De afkorting CREEP staat voor The Committee for the Re-election of the President, dat in 1972 de fondsenwervingsorganisatie was van de herverkiezingscampagne van toenmalig president Richard Nixon. Het comité ging officieel van start in 1971 en werd oorspronkelijk afgekort tot CRP. Na het Watergate-schandaal werd het met terugwerkende kracht bekend als CREEP. Ogenschijnlijk opgericht om “alles te doen wat nodig is” om Nixon een tweede termijn te bezorgen, zouden leden van CREEP uiteindelijk verstrikt raken in het Watergate-schandaal, waardoor sommigen van hen in de gevangenis belandden en allen berucht werden.
Zoals beschreven door Smithsonian: “Het Comité voor de Herverkiezing van de President werd georganiseerd om een tweede termijn voor Richard Nixon te winnen in 1972. Onder leiding van voormalig Atty. Gen. John Mitchell, bevatte CRP veel voormalige Nixon Witte Huis medewerkers. Terwijl de reclame- en marketingplannen voor Nixon’s campagne in het voorjaar van 1972 vorderden, werden ook heimelijke plannen – telefoontaps en andere vormen van intimidatie gericht tegen de tegenstanders van de president – uitgevoerd die uiteindelijk de tweede regering Nixon ten val zouden brengen.”
Toen Nixon zich opmaakte om herkozen te worden, kreeg hij te maken met felle oppositie en veel mensen die Nixon als “vijanden” beschouwde. Zoals uiteengezet op History.com, was het een vruchtbare bodem voor de vorming van een comité als CREEP: “Een krachtige presidentiële campagne leek daarom essentieel voor de president en sommige van zijn belangrijkste adviseurs. Hun agressieve tactiek omvatte wat later illegale spionage bleek te zijn. In mei 1972, zoals later zou blijken, braken leden van Nixon’s Committee to Re-elect the President… in bij het hoofdkwartier van het Democratic National Committee in Watergate, stalen kopieën van top-secret documenten en luisterden de telefoons van het kantoor af. “Onder de meer bekende leden van CREEP waren campagnedirecteur John Mitchell en campagnemanager G. Gordon Liddy. Beiden zouden worden aangeklaagd.

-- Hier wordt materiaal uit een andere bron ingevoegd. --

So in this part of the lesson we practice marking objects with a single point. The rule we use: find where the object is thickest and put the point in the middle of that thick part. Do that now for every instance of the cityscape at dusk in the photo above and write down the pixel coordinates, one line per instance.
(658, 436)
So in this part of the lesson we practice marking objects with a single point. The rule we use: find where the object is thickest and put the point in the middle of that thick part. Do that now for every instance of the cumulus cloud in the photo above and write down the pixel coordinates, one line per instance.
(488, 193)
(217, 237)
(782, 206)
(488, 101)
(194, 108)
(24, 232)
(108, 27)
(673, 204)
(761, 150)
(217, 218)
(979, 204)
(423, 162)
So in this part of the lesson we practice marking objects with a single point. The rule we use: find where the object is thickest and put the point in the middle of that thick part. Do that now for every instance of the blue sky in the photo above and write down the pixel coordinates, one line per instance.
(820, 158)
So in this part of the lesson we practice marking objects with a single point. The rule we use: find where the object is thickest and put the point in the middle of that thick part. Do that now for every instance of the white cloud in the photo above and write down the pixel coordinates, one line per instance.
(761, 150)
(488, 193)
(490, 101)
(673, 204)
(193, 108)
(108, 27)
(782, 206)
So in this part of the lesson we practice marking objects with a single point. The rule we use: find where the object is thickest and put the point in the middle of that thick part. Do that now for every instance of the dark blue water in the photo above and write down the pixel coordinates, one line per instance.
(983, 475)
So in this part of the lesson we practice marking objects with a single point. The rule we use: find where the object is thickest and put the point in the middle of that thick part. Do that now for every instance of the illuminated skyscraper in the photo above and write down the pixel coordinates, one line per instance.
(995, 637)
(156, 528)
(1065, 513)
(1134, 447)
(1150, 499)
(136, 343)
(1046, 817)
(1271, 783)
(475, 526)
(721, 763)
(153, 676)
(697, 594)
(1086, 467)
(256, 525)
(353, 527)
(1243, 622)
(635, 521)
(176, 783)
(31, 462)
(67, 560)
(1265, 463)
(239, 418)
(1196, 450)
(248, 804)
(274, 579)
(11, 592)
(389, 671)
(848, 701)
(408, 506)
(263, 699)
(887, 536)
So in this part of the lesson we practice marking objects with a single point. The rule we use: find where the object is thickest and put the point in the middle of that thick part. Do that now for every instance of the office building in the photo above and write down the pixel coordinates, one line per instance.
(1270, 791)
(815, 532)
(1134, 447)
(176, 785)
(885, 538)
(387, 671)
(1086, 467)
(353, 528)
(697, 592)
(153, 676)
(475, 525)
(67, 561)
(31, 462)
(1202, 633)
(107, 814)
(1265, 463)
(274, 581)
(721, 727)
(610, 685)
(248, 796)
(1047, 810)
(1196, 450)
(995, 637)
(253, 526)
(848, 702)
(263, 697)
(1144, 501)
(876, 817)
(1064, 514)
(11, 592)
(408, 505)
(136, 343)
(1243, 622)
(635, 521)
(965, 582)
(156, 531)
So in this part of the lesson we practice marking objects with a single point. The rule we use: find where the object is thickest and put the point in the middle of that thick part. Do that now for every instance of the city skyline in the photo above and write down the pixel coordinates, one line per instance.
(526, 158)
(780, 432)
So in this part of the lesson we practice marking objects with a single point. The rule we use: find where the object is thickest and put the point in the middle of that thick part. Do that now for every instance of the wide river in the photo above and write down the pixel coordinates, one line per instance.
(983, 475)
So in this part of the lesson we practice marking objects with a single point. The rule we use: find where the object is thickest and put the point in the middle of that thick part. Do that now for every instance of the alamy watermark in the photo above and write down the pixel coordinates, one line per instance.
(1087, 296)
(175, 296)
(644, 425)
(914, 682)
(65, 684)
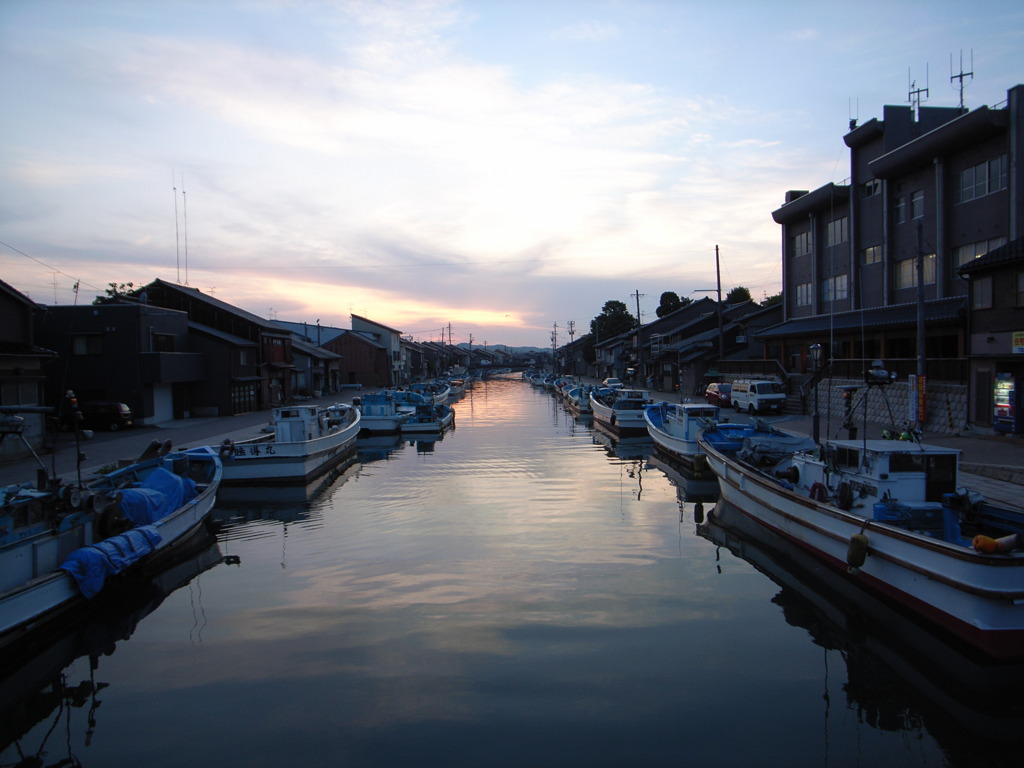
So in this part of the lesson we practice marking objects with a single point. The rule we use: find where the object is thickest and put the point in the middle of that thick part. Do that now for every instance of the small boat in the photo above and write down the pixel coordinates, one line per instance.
(578, 398)
(965, 698)
(892, 516)
(621, 411)
(59, 544)
(304, 442)
(382, 413)
(675, 427)
(429, 418)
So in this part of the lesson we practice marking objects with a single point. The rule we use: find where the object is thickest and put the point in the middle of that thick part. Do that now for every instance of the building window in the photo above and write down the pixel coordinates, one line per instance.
(984, 178)
(870, 188)
(971, 251)
(918, 204)
(804, 294)
(801, 244)
(981, 293)
(86, 344)
(906, 271)
(834, 289)
(870, 255)
(838, 231)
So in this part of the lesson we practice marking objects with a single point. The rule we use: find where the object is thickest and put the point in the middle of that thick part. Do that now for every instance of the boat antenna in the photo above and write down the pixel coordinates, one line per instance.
(177, 242)
(184, 206)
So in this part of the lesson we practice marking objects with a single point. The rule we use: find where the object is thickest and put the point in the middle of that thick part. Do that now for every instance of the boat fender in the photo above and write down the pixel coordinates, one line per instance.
(856, 553)
(844, 496)
(993, 546)
(818, 492)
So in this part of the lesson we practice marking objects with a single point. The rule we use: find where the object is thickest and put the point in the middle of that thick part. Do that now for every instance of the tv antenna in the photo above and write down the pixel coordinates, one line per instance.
(961, 76)
(914, 93)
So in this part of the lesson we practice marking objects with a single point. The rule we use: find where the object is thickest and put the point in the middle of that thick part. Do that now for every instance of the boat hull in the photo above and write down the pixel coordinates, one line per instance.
(39, 600)
(979, 598)
(265, 461)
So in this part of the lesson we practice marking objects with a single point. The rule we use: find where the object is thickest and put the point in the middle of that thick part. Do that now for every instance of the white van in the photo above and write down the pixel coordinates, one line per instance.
(758, 395)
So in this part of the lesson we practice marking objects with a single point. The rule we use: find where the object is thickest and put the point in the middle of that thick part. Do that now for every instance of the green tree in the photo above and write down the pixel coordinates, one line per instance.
(114, 290)
(670, 303)
(737, 295)
(613, 320)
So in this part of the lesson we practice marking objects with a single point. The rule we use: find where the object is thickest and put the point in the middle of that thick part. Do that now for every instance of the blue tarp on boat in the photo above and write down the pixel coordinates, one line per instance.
(159, 495)
(89, 566)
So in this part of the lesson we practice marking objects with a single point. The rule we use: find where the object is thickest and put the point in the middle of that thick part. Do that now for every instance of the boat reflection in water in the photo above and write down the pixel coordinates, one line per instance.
(899, 673)
(36, 687)
(698, 488)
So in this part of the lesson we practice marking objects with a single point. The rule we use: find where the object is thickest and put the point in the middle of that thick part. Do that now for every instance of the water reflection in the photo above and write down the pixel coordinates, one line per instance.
(900, 676)
(37, 688)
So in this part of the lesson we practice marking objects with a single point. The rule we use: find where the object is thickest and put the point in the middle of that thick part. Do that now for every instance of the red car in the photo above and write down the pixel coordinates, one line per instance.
(719, 393)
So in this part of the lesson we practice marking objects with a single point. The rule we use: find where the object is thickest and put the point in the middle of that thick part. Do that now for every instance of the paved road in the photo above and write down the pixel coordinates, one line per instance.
(991, 464)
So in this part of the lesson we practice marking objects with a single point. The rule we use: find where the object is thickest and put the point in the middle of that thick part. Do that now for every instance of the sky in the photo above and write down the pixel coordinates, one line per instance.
(501, 168)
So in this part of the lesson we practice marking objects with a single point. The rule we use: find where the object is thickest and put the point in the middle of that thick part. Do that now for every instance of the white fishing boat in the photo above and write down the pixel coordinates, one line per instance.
(59, 544)
(675, 427)
(892, 515)
(304, 442)
(429, 419)
(578, 398)
(382, 413)
(621, 411)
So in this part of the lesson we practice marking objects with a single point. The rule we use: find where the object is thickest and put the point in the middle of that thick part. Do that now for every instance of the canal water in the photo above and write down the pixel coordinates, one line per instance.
(522, 592)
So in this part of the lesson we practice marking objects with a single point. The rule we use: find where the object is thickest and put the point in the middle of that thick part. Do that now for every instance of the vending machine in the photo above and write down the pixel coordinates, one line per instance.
(1009, 416)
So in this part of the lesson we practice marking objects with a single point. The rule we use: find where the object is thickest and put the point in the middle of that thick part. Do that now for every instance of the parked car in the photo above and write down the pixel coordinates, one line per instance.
(758, 396)
(109, 416)
(719, 393)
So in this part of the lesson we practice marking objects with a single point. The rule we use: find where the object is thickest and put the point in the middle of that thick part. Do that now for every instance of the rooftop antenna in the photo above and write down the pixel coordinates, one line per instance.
(914, 93)
(177, 241)
(961, 76)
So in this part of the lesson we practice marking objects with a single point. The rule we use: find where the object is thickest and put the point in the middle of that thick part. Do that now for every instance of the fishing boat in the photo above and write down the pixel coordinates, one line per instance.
(429, 418)
(303, 442)
(894, 663)
(578, 398)
(621, 411)
(61, 542)
(892, 516)
(675, 427)
(382, 413)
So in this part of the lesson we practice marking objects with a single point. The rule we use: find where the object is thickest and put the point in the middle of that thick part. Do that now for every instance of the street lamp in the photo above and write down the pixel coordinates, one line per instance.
(815, 350)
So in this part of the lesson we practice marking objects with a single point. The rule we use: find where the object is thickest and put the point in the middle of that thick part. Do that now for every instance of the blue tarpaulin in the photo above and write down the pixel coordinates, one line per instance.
(89, 566)
(157, 497)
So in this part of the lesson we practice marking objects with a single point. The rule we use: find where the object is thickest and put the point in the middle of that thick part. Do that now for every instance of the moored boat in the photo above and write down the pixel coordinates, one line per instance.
(892, 516)
(305, 441)
(675, 427)
(429, 418)
(382, 413)
(621, 411)
(60, 544)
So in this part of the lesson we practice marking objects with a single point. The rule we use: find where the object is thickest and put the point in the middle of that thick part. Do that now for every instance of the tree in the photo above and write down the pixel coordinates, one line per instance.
(114, 290)
(613, 320)
(737, 295)
(670, 303)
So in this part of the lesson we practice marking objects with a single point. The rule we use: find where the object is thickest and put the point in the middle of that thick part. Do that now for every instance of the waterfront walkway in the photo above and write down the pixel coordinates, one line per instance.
(991, 464)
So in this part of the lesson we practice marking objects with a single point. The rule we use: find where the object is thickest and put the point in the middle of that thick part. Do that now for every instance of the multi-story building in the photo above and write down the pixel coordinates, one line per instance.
(870, 265)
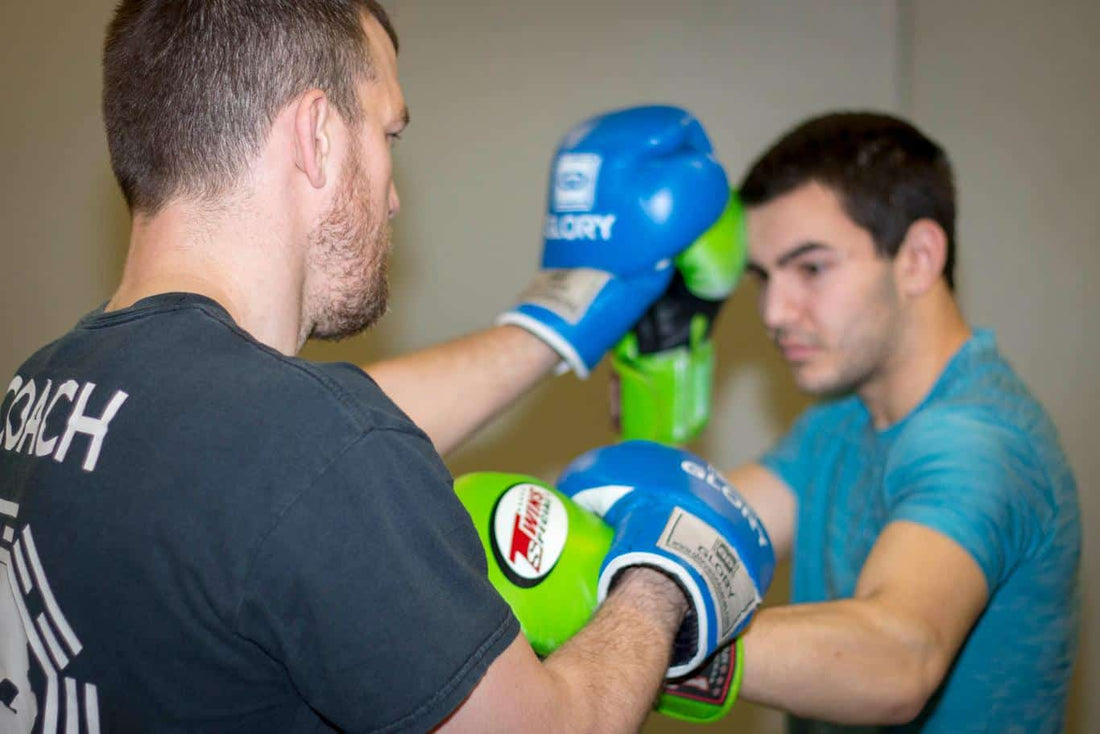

Naast zijn herverkiezingstaken, en zijn steun aan de inbrekers die in Watergate inbraken, stond CREEP erom bekend dat het witwassen van geld en doorsluisfondsen als onderdeel van zijn activiteiten gebruikte. Zoals beschreven door Vox, probeerde het comité zich ook illegaal te mengen in de Democratische voorverkiezingen van 1972 door de nominatie van George McGovern te promoten, omdat ze dachten dat hij gemakkelijker te verslaan was. “CRP-agent Donald Segretti was betrokken bij veel van de ergste van deze inspanningen, waaronder het fabriceren van meerdere documenten met briefpapier van Maine Sen. Edmund Muskie, de in 1968 genomineerde vice-president en een sterke kanshebber voor het presidentschap dat jaar.”
Als onderdeel van een van de grootste schandalen in de politieke geschiedenis, is de erfenis van CREEP er een van bedrog, inbraak, illegale bankactiviteiten, valsheid in geschrifte en meineed. Van Thoughtco.com: “Naast het te schande maken van het ambt van de president van de Verenigde Staten, hielpen de illegale handelingen van de CRP om een inbraak te veranderen in een politiek schandaal dat een zittende president ten val zou brengen en een algemeen wantrouwen tegen de federale regering aanwakkerde dat al was begonnen te etteren toen protesten tegen de voortdurende Amerikaanse betrokkenheid bij de Vietnamoorlog plaatsvonden.”